Vi meu Pai falar com um velho, perguntando por seu pai. O velho partiu e pouco depois vi outro velhinho risonho apressar-se, quase correndo, na nossa direcção. Meu Pai se precipitou, na sua desequilibrada corridinha coxa (meu Pai era coxo, devido a uma paralisia infantil que o deixara estropiado duma perna), para o velhinho que abraçou com os olhos marejados de lágrimas. O velhinho antes de aceitar o abraço apressou-se a tirar o chapéu da cabeça, que manteve sempre na mão enquanto nos cumprimentou a todos.

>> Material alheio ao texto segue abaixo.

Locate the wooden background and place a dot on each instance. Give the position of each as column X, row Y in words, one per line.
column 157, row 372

"Este é o meu netinho?! Como está o menino?", dirigiu-se-me o meu Avô, com uma deferência que me deixou embaraçado, pois ele falava como se eu fosse uma individualidade hierarquicamente superior a ele. Achei isso um comportamento bizarro demais para um idoso se dirigir a uma criança; mais ainda por ser ao seu próprio neto. Nunca ninguém se havia a mim dirigido com tal deferência. Fazia-me sentir um príncipe ou outra entidade aristocrática. Jamais alguém me tratara de tal modo.
E sempre aquele chapéu negro, manchado de suor, na mão trémula, calosa e morena do sol por muitas décadas de árduo trabalho rural.